Facciamo qualche passo indietro… “All the non-standard monetary policy measures taken during the period of acute financial market tensions are, by construction, temporary in nature” (03/11/2011). Era la prima conference di Draghi come Governatore. Già allora la domanda ricorrente era: comprerete obbligazioni statali e per quanto? Allora Draghi sosteneva che intervenire sui titoli di Stato avrebbe distorto la percezione del rischio legata alla situazione debitoria del singolo Paese. Nell’Agosto del 2012 il Governatore della BCE giustificherà la creazione dell’OMT (il programma di acquisto di obbligazioni statali sub memorandum condizionale – mai applicato) così: “Risk premia that are related to fears of the reversibility of the euro are unacceptable, and they need to be addressed in a fundamental manner. The euro is irreversible” (02/08/2012). Quindi i premi al rischio devono esistere ma non devono prevedere un evento non accettabile, per la BCE, come la reversibilità dell’Euro. Draghi ha convinto i mercati ma solo temporaneamente, nel senso che quel bluff prima o poi potrebbero andare a “vederlo”. Ancora oggi, la strada corretta per la riduzione dei premi al rischio resta per Draghi l’adozione di adeguate riforme strutturali da parte dei singoli Stati che portino i relativi debiti pubblici nell’ambito della sostenibilità. Un risultato sin qui palesemente non ottenuto. Quindi, nuovamente, al bivio. Perseguimento della stabilità dei prezzi o acquisto di debiti insostenibili? Già… perché, in assenza di debiti insostenibili, probabilmente le risorse per una crescita adeguata ci sarebbero senza bisogno che la BCE compri titoli che nessuno vuole, o meglio, che nessuno vorrebbe se i mercati non fossero condizionati dagli interventi delle BC.
Nel corso del 2014 le manovre già adottate dalla BCE hanno significativamente ridotto i rendimenti di molti paesi europei (il decennale tedesco si è più che dimezzato: era praticamente 2% a fine 2013 viaggia ora appena sopra al 0.7%).

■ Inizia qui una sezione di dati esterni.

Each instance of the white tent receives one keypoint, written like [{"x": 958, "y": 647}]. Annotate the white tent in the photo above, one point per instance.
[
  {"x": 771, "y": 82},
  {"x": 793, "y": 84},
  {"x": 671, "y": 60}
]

Quindi in termini di tassi (anche quelli reali) i risultati di un QE ci sarebbero già sostanzialmente stati senza peraltro produrre alcun risultato in termini di economia reale. E’ troppo presto? Di fatto, dal Luglio 2012 i tassi sono solo scesi…. eppure. Quanti titoli dovrebbe comprare la BCE per riuscire ad inflazionare in modo efficace i mercati? Quale sarebbe il costo “collaterale” di tutto ciò? Senza contare poi che il Dax è già ai massimi storici… perchè fare il QE ora? Rispetto alle condizioni in cui sono intervenuti i quantitative easing anglosassoni quelle in cui inizierebbe quello europeo difficilmente si possono definire “propizie”… anche Draghi dice: “the initial conditions of the US and UK, when they decided QE, were different from the initial conditions of the euro area. So that’s why we are thinking deeply about that. That’s why, in a sense, it’s another answer to the previous question as to why we’re not acting today. We want to see all these differences and how they play in one way or another” (04/12/14). Una sottolineatura di differenze che il Governatore aveva già fatto anche rispetto al caso giapponese (per motivi diversi). Il dubbio… il dubbio che la necessità del QE non derivi dalla sua utilità per l’economia reale ma per tenere in piedi un altro gioco…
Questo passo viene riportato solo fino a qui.